O perigo da misoginia internalizada é real. Quando uma mulher cresce num ambiente em que repetidamente ouve que não deve liderar, que seu lugar é limitado, que sua voz não tem o mesmo valor, ela pode começar a acreditar nisso. Não por convicção bíblica, mas por condicionamento cultural vestido de espiritualidade.
Por outro lado, quando ela busca resposta nessas feridas nas ideologias de gênero contemporâneas, ela pode encontrar uma narrativa que valida sua dor mas a conduz para longe de Deus, da família e da Igreja. E isso também é dano.
A mulher cristã precisa de discernimento. Precisa conhecer o que a Bíblia diz sobre ela, e não apenas os versículos que limitam, mas os que afirmam, os que comissionam, os que celebram. Precisa de comunidades que a tratem com a dignidade que o evangelho exige. E precisa reconhecer quando uma ideia, por mais que ressoe com sua dor, contradiz a revelação de Deus.
Juntos à Mesa refletimos que:
A misoginia não é um problema que a Igreja pode ignorar. Ela existiu, deixou marcas e ainda se manifesta em alguns contextos. Reconhecer isso é o primeiro ato de honestidade.
Mas a resposta não está nas ideologias do mundo. Está no mesmo evangelho que fez Jesus parar no meio do caminho para falar com uma mulher samaritana, que escolheu Maria Madalena para anunciar a ressurreição e que, pela pena de Paulo, declarou que em Cristo não há homem nem mulher, porque todos são um em Cristo Jesus (Gl 3.28).
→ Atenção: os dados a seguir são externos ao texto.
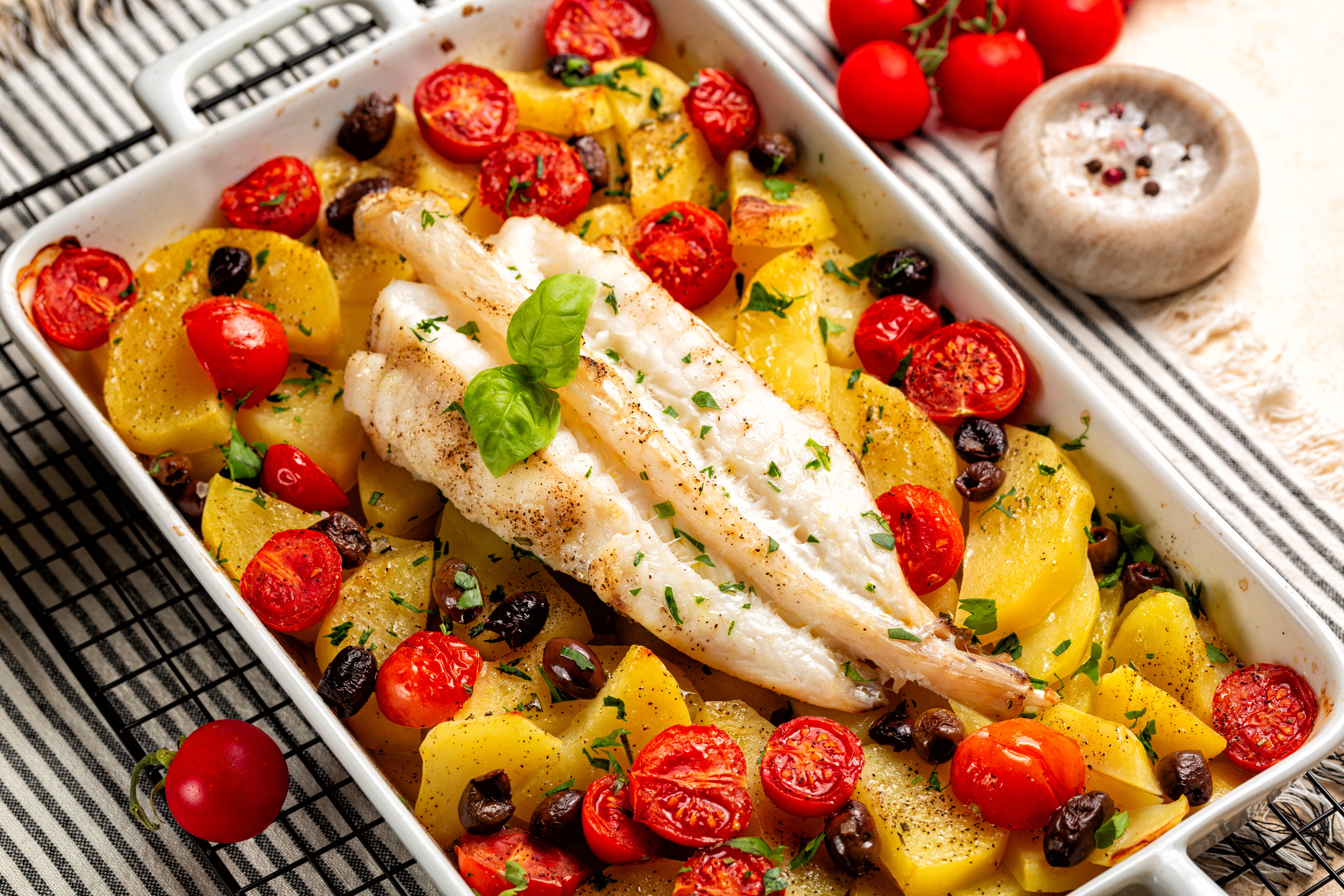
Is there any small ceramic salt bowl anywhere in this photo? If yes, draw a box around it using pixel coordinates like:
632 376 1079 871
994 66 1259 298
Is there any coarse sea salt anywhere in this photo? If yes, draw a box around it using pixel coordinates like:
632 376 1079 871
1040 101 1210 215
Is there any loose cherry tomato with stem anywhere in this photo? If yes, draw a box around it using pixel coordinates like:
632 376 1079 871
952 719 1087 830
219 156 322 239
630 203 736 309
130 719 289 844
1214 662 1317 771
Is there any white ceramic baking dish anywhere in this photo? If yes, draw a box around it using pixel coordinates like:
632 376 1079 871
0 0 1344 896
A dignidade da mulher cristã não precisa ser construída sobre a desconstrução de Deus. Ela já foi fundamentada na criação, confirmada na encarnação e selada na ressurreição.
Onde o evangelho é vivido em sua plenitude, a mulher não é diminuída. Ela é restaurada.
Referências
ARISTÓTELES. A política. Tradução de Mário da Gama Kury. Brasília: Editora UnB, 1985.
BEAUVOIR, Simone de. O segundo sexo. Tradução de Sérgio Milliet. Rio de Janeiro: Nova Fronteira, 2016.
BOURDIEU, Pierre. A dominação masculina. Tradução de Maria Helena Kühner. 11. ed. Rio de Janeiro: Bertrand Brasil, 2012.
BRASIL. Senado Federal. Projeto de Lei nº 896, de 2023. Altera a Lei nº 7.716, de 5 de janeiro de 1989, para tipificar o crime de misoginia. Brasília: Senado Federal, 2023. Autoria: senadora Ana Paula Lobato.
BUTLER, Judith. Problemas de gênero: feminismo e subversão da identidade. Tradução de Renato Aguiar. Rio de Janeiro: Civilização Brasileira, 2003.
HOOKS, bell. O feminismo é para todo mundo: políticas arrebatadoras. Tradução de Ana Luíza Libânio. Rio de Janeiro: Rosa dos Tempos, 2018.
MANNE, Kate. Down girl: the logic of misogyny. New York: Oxford University Press, 2018.
PLATÃO. A república. Tradução de Maria Helena da Rocha Pereira. 9. ed. Lisboa: Fundação Calouste Gulbenkian, 2001.
BÍBLIA SAGRADA. Versão Almeida Revista e Corrigida. Gênesis 1.27; Juízes 4; Ester 4.14; Atos 18.26; Romanos 16.1-2; João 4; João 8; João 20.11-18; 1 Coríntios 12; 1 Coríntios 14.34; 1 Timóteo 2.12; Gálatas 3.28.